I was able to go a long way without optimizing the Matrix and Point classes. Since most of my games and prototypes were relatively simple or made limited use of points and matrices it didn’t matter too much, that is until Red Ice, which was using 5 physics steps per frame and computing tons of vectors and collision responses.
Optimizing the Drawing
The problems became evident in the profiler. First was the classic of “draw less”. Because Red Ice is running at 1024×768 even clearing the entire canvas can get costly, not to mention copying over the ice and blood canvases to the main one. In order to break through this bottleneck I separated out the rink/background and blood canvases into layers that stay below the main canvas. Since the rink never redraws and since the blood only adds and erases strokes in a semi-permanent way, this saves copying a ton of image data to the main canvas, which in turn saves a ton of time. I still clear the entire main canvas every frame, but implementing selective clearing is a big project and would have limited performance gains (we still need to clear big chunks of the canvas most updates with all the stuff moving around).
Optimizing Joystick Input
Now that we are drawing less the next big bottleneck came from joystick input. This sounds pretty ridiculous for anyone coming from a non-web background, but considering that using 6 XBox 360 controllers as input into an HTML5 game was pretty much unheard of, it’s not inconceivable that the first time it has been done might not be the most optimal.

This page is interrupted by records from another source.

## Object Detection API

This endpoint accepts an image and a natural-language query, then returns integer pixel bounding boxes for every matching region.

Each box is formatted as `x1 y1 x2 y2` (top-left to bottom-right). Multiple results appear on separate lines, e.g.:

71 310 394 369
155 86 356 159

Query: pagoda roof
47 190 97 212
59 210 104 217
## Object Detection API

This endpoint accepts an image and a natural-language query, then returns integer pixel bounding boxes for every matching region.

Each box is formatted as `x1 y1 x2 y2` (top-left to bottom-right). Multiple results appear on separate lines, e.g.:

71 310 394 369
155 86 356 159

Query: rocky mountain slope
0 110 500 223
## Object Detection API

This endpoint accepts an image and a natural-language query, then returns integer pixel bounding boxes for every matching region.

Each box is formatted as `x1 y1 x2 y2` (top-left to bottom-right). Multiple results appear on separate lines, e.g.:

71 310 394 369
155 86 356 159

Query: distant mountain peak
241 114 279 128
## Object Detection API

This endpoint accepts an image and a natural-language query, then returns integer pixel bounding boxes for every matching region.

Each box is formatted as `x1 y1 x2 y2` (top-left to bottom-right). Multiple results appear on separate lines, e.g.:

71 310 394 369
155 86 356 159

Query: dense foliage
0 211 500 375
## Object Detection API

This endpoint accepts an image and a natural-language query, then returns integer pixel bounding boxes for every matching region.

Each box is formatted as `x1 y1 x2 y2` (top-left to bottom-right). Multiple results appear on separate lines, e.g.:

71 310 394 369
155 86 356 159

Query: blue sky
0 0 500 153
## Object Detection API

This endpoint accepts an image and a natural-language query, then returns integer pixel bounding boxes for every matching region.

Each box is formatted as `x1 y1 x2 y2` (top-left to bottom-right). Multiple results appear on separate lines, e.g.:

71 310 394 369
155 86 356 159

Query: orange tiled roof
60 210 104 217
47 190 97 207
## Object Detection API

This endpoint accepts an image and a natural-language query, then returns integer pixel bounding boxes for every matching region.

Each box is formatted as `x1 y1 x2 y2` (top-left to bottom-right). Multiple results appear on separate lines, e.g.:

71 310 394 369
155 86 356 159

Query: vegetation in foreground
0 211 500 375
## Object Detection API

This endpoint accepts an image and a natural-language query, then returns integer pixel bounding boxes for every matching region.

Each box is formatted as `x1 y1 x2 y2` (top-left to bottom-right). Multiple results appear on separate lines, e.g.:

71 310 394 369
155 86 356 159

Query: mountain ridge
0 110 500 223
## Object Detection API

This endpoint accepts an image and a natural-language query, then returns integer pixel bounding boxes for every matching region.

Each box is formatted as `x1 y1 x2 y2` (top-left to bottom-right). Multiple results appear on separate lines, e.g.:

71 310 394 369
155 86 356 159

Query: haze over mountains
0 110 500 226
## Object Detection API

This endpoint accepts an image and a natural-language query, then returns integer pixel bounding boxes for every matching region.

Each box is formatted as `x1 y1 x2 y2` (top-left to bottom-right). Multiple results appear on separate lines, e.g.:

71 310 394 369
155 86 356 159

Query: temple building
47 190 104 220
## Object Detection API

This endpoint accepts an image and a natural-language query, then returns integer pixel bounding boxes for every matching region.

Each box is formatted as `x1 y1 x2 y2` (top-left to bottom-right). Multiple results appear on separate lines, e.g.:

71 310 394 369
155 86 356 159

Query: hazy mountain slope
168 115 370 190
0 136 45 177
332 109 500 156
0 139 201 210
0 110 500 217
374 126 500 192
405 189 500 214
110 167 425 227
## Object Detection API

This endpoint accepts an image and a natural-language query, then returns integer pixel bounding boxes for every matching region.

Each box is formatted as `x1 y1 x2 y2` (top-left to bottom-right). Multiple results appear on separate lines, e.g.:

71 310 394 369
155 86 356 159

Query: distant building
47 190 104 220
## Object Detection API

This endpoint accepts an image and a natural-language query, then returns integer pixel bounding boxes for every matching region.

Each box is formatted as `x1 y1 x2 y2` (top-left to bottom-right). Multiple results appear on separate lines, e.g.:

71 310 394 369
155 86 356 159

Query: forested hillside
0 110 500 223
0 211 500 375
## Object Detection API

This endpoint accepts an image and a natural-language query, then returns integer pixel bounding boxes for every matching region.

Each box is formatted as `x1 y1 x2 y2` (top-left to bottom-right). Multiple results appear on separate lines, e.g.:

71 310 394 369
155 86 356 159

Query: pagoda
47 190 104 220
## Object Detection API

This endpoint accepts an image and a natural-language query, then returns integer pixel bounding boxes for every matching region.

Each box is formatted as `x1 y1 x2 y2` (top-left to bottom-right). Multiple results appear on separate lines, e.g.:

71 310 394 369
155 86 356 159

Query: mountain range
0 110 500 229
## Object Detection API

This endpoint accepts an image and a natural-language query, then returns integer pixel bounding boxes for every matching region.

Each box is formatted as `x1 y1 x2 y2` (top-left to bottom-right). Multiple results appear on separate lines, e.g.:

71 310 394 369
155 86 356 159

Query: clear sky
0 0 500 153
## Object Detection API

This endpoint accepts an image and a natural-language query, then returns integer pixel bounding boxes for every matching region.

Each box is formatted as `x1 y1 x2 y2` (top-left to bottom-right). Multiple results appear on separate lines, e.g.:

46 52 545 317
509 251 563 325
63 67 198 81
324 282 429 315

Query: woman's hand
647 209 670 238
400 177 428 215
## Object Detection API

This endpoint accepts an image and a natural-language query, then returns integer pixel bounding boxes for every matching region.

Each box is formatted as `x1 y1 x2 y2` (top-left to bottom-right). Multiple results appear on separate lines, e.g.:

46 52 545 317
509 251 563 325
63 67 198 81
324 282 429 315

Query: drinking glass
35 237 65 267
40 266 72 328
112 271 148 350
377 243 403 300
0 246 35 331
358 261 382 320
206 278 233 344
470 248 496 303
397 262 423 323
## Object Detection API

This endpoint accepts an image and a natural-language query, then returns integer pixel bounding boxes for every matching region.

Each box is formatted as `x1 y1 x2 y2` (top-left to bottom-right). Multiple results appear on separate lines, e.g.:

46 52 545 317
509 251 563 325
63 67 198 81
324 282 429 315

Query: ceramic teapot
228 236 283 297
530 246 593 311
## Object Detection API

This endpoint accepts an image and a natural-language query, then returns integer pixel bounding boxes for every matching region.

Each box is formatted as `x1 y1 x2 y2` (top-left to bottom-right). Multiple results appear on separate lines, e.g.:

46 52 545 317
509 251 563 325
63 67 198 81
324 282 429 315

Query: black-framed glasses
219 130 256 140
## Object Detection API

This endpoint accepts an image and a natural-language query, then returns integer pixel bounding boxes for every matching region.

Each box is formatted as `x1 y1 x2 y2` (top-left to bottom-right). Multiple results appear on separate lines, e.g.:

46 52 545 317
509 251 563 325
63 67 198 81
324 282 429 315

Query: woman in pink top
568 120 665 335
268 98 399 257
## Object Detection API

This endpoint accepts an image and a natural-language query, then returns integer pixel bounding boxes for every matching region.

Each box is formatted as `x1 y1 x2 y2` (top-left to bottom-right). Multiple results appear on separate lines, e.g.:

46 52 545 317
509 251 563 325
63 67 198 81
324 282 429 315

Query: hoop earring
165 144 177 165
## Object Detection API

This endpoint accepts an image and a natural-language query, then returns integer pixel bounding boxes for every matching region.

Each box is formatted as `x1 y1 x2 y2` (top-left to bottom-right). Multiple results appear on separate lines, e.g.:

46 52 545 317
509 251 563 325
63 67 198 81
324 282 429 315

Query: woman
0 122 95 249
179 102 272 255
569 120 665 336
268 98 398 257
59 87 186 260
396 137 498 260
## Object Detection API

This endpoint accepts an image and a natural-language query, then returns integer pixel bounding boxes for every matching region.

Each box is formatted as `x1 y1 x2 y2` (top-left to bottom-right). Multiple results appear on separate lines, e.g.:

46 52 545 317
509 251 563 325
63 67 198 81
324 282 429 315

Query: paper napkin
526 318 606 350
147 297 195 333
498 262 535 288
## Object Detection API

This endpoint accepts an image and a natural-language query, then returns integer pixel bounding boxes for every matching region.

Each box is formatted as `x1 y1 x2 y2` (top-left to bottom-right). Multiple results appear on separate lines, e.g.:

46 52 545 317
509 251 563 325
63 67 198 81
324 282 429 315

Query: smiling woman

The core of the issue was that every single piece of data that is transferred from the native extension into JavaScript slows things down. Even something as simple as an array of true/false values for buttons. Even an array of six integers for six axes. Even an object with two properties buttons
and axes
. Each single piece slows things down.
The first performance improvement I made was to use a single integer for all the buttons, holding each one in a bit. This gave an immediate 25% speedup, confirming that going from an array of 10 booleans to 1 integer (reducing the number of items passed across) speeds things up. Next, since I wasn’t using the additional 4 axes I decided to only pass 2 axes as a temporary fix. This also gave a decent speedup, especially at the 6 controller mark, because each additional controller was additional data.
At this point I was stumped for a while, but then I realized that if I could pass a single JSON string across that would only be a single item of data, no matter how many joysticks or axes were active. I assumed that browsers were pretty good at parsing JSON, since that is most of what the JavaScript interpreter does on all web pages, and after a day of struggling getting C++ to spit out JSON it was legit and joystick input was no longer an issue.
Optimizing the Points
This finally exposed the remaining problems of the Point
class and garbage collection being the next bottle neck. Due to all the physics updates and point computations it was creating tons of new Point objects and each additional point operation created more because the operations were non-destructive. The good news is that I have a full test suite for the Point class, so that I can refactor and optimize without any fear. This was quite valuable when testing crazy new ideas to see if they would improve performance without breaking everything. I figured that since I was creating so many points that if I added optional destructive methods, and used them in the right places, that could reduce the new point creation and also GC load quite a bit.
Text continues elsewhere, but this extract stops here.